One of the most effective ways to look at rights of passage is by tracking a group of people. It’s a familiar model that can lend itself to different kinds of experiences, from war stories to expeditions to immigration to more. Chronology usually drives the narrative, with the beginning introducing us to a disparate group of individuals and their histories. As the process unfolds, some succeed and some do not. Variations in experiences provide us with broad understanding, and if done well, offers opportunities for informed empathy. In other worlds, it is possible to recognize the journey at the individual and group level. The whole of the story can signify more than the sum of its parts.
Daniel Connolly effectively employs this model in The Book of Isaias: A Child of Hispanic Immigrants Seeks His Own America. In the book he follows Isaiah and several of his fellow Latinx high school classmates in Memphis, Tennessee, as they grow through post-secondary education and into college – or not. It is a fascinating, encouraging, heart-breaking, and important study. Most directly about the journey to higher education, the book is also about becoming an adult and an American, which is always a thought-provoking question. In times that tend to polarize, The Book of Isaias offers an encouraging story of common concerns, hopes and values. In Connolly’s skillful hands, we want things to turn out well for these students – even as we know that they face extraordinary challenges.

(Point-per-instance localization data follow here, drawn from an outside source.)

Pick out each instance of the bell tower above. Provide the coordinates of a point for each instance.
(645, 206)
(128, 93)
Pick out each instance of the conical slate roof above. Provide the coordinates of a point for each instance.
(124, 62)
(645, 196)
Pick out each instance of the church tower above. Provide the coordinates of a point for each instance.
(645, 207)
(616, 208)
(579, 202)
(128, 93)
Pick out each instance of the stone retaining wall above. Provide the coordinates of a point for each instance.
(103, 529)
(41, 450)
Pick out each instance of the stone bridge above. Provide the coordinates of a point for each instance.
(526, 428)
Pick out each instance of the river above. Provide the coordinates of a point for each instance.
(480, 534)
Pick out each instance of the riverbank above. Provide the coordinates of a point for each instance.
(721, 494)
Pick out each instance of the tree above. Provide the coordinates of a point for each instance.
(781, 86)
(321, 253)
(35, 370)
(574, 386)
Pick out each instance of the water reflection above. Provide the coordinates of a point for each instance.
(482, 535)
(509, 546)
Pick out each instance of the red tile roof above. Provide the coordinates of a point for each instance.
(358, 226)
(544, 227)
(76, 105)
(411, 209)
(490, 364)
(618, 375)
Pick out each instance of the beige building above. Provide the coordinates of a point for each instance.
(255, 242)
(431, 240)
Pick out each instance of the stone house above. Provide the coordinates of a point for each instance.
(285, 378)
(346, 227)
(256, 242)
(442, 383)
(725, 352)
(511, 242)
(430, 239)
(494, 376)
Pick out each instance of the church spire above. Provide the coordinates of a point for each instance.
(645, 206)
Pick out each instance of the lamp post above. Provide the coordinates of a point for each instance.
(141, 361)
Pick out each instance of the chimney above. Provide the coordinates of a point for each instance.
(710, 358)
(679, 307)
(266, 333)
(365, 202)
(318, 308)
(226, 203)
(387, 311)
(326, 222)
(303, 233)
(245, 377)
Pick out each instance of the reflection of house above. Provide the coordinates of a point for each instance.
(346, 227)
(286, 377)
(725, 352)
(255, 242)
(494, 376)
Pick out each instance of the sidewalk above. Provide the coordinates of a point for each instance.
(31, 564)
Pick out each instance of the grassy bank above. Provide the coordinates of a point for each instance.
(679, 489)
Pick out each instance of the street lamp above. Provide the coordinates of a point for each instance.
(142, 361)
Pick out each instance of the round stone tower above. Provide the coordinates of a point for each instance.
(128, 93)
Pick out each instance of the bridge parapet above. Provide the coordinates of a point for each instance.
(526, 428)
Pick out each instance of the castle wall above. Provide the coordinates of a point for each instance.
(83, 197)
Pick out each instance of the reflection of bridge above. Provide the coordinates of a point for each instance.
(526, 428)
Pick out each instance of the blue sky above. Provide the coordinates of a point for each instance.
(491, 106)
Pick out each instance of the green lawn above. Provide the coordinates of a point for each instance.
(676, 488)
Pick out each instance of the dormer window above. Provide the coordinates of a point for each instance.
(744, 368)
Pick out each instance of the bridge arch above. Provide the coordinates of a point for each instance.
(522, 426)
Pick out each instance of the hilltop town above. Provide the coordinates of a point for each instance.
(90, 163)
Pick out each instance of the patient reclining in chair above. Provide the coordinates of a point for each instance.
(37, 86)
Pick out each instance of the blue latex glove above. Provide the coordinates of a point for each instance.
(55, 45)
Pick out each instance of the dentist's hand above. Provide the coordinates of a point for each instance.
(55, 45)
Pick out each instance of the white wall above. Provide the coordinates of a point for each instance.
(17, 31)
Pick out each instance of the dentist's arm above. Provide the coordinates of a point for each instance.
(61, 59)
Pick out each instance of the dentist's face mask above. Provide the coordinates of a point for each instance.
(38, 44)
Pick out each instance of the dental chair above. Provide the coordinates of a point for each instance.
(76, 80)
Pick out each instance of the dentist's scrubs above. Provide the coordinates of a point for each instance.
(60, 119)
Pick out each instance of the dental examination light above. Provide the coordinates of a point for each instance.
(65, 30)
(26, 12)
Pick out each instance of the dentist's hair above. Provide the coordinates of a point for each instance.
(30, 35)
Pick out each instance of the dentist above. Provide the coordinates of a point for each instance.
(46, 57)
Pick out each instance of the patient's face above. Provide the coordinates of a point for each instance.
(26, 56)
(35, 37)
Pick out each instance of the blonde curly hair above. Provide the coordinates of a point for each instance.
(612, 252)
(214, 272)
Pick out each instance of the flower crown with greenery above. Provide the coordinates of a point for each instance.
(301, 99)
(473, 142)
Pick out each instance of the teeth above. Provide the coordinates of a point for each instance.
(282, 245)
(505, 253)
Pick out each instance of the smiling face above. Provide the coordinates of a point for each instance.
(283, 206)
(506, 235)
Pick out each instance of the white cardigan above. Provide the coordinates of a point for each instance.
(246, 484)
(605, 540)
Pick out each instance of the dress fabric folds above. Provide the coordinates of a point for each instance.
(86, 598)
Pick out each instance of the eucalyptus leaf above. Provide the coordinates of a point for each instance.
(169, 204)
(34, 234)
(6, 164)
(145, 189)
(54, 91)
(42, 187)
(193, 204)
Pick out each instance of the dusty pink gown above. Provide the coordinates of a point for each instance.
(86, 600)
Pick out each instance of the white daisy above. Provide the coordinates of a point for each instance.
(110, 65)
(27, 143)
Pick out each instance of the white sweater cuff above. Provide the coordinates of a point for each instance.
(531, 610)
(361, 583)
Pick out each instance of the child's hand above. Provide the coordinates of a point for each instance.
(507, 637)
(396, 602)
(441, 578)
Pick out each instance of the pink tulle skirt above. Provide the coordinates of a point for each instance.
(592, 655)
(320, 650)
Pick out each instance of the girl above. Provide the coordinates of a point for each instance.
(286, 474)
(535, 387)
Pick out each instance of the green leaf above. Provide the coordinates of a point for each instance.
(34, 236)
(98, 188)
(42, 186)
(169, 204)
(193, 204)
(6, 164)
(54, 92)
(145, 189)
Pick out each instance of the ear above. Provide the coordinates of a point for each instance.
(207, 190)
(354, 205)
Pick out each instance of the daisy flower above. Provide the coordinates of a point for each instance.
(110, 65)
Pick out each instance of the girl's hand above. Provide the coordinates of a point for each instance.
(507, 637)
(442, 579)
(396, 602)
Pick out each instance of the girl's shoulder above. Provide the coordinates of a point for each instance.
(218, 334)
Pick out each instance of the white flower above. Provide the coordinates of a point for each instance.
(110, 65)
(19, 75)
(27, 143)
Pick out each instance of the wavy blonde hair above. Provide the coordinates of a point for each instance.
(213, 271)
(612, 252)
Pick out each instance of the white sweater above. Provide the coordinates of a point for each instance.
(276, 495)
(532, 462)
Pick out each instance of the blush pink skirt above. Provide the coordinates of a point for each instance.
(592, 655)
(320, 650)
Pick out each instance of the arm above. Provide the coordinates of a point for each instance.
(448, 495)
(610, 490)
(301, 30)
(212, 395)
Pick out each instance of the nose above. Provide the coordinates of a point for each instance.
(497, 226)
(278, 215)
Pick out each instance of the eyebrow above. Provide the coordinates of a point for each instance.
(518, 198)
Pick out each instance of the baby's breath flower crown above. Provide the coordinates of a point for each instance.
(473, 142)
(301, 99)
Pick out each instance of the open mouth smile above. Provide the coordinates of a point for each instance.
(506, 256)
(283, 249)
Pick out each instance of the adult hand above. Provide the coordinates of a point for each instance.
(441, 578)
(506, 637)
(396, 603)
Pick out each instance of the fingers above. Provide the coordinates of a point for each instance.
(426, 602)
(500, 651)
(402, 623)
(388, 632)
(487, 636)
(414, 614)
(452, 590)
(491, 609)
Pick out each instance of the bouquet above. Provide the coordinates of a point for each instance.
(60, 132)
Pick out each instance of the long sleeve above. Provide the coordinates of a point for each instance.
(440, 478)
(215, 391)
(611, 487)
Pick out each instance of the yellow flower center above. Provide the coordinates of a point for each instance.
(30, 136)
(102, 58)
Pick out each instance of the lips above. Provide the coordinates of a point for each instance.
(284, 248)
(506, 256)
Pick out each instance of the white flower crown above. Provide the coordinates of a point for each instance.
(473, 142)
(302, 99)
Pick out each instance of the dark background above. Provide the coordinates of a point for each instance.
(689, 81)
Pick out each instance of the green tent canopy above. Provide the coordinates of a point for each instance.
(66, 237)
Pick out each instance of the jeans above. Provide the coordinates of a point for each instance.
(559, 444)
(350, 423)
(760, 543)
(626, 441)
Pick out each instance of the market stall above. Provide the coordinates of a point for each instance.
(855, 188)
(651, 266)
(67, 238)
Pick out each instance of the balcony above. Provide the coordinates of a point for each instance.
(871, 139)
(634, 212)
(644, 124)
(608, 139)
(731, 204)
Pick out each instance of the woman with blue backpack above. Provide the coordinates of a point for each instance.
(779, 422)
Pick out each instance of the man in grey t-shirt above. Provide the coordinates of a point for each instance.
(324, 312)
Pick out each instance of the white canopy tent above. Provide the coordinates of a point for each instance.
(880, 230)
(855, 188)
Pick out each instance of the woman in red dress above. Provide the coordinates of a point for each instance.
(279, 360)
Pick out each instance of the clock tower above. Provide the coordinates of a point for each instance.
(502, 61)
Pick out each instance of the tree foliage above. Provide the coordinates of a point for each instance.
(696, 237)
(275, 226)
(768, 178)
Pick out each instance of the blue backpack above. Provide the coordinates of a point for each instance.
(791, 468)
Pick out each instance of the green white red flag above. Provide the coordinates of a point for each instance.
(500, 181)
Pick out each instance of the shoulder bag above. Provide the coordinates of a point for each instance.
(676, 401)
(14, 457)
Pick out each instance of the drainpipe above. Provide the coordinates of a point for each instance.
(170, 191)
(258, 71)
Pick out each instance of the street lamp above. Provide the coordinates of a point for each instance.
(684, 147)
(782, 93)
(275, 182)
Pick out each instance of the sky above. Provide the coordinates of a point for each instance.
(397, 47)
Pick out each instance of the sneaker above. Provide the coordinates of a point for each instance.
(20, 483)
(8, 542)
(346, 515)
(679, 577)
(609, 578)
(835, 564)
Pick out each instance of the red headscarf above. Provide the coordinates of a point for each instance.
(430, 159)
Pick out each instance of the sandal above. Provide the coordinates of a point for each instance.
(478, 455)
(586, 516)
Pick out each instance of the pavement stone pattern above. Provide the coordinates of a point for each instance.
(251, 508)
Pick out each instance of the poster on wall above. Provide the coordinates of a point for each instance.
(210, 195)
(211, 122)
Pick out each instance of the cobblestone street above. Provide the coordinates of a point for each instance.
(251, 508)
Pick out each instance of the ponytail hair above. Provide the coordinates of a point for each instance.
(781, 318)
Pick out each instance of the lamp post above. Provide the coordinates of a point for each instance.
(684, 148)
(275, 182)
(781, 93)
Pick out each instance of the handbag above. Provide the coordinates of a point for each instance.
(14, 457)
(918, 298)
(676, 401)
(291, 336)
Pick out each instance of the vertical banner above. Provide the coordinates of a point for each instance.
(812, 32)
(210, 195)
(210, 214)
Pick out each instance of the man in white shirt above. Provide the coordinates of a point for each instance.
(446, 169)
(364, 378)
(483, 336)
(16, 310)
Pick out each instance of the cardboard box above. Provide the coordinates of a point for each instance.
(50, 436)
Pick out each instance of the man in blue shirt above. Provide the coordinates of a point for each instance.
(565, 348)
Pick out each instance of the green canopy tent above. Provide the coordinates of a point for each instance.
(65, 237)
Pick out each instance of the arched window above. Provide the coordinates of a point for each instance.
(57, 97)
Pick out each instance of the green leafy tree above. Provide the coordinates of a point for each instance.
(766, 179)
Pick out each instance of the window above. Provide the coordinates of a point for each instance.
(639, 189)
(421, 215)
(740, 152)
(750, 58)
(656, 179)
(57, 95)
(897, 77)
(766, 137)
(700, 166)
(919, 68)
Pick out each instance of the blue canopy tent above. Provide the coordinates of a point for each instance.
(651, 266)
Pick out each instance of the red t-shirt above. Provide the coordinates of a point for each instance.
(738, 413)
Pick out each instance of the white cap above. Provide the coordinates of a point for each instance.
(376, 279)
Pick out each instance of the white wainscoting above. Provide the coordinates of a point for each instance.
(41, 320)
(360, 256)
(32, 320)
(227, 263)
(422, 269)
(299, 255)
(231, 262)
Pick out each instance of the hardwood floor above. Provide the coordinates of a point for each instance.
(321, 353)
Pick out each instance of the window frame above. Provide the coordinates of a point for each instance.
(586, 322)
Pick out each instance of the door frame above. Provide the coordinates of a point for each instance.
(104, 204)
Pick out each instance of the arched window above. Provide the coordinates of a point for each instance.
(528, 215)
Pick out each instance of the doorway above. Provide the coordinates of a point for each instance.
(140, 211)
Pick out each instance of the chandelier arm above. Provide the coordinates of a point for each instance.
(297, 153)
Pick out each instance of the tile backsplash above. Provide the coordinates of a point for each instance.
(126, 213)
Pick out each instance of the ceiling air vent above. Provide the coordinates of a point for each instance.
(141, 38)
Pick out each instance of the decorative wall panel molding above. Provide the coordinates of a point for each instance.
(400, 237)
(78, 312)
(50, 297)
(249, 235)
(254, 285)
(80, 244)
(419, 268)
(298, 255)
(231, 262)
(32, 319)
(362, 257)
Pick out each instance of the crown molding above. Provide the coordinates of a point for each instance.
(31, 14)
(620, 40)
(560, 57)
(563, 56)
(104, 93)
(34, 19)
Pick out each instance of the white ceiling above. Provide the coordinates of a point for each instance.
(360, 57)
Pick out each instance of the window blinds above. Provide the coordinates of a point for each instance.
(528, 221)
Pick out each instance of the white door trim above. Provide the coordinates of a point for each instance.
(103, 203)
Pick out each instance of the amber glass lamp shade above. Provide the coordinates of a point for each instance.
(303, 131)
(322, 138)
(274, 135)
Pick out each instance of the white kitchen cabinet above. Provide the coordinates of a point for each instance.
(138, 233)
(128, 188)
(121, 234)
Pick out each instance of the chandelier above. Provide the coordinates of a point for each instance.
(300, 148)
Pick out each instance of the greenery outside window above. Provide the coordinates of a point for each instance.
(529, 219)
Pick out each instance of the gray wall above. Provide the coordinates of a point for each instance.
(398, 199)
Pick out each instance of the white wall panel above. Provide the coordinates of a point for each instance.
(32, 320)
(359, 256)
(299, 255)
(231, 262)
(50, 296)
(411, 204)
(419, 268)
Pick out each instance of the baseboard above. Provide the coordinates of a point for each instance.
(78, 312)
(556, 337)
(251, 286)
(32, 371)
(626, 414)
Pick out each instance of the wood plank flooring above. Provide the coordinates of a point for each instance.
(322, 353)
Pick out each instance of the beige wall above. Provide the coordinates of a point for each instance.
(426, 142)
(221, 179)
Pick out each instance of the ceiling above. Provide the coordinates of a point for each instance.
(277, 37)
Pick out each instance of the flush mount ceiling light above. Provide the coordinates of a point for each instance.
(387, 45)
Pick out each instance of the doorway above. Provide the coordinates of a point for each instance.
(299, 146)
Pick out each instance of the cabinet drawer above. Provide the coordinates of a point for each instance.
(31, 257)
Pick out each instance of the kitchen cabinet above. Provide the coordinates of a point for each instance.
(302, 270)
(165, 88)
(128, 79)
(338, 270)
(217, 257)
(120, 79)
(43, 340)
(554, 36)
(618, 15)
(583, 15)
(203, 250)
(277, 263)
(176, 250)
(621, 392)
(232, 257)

A journalist with strong language skills and a deep interest in immigration, Connolly spent five years on the book. First-hand interviews propel the stories of the young men and women, informed by larger-context information, data and reports. Connolly helps us appreciate the actions and choices of the teenagers while exploring their environment and options. He writes sympathetically but not uncritically.
Connolly is helpful, too, in framing the general demographic trends, economic issues, and political actions that have increased Latinx populations throughout the United States. He stresses that twenty years ago there were few high schools with large numbers of Hispanic students in middle American cities such as Memphis. He acknowledges his own unfamiliarity with the ways that the city and so many other communities are changing. The time that he spent researching the book, and especially while he was embedded in the high school, very much opened his eyes.
Connolly learned that the schools and support systems are inadequately funded and usually serve the students poorly. The children have few champions and most of their families are ill-equipped to support them through a college education and, by default, life in the middle class. Citizenship status and immigration concerns are ever present anxieties for most of these students and their families. These are no small worries, either. Remember, too, that the book was researched in the Obama presidency. What Connolly elevates through the text and the narrative is how recognizable and “normal” the students are – regardless of whether or not Spanish was spoken at home. They are smart, they have tremendous potential, and in many ways the system is stacked against them.
Isaias is a very smart student, the child of illegal immigrants. He thrives in an academic environment and his intelligence is noticed by his teachers and the school. He wants to attend college. Smarts are not enough to guarantee success, for culture and citizenship status greatly limits aid and opportunities. Simultaneously, financial pressures and familial expectations pull Isaias to work in the family’s house painting business. Add for-profit colleges messaging, concerns about value and belonging, and confusing tuition discounting to the mix and it is not difficult to understand how high school and secondary education failed to take advantage of Isaias tremendous potential. This happens all too often – even as many within the community affirm Isaias’ talent. He is one of the school’s brightest students.
Connolly also looks at several other of Isaias’s classmates. He interviews teachers, counselors, family members, and others involved in these students’ journeys. The recurring theme is that there is so much potential with these young men and women, potential that our communities and country is not realizing. Few of the students have actionable academic goals. They do not know what is possible. Connolly stresses that much hinges on a young man or woman making a personal connection to adult that cares and can inspire and support. Guidance counselors, for example, can be extraordinarily influential.
I was disappointed that community colleges did not figure as positive options in the book. Memphis’s local community college, Southwest Tennessee Community College, is highlighted for its low graduation rate and shrinking funding. Connolly quotes an administrator who stated that “college is what students make it.” That is not the way, in my experience, that most professionals in the community college world operate. In fact, much of what happens at successful community colleges – intrusive advising, wrap-around services, a focus on completion – is absent from The Book of Isaias.
Those complaints asides, The Book of Isaias has much to recommend. It’s a dynamic, informed, and attentive window into our young people, the courage and hope of our immigrant population, and a thoughtful study that underscores the amazing human capital that is around us every day.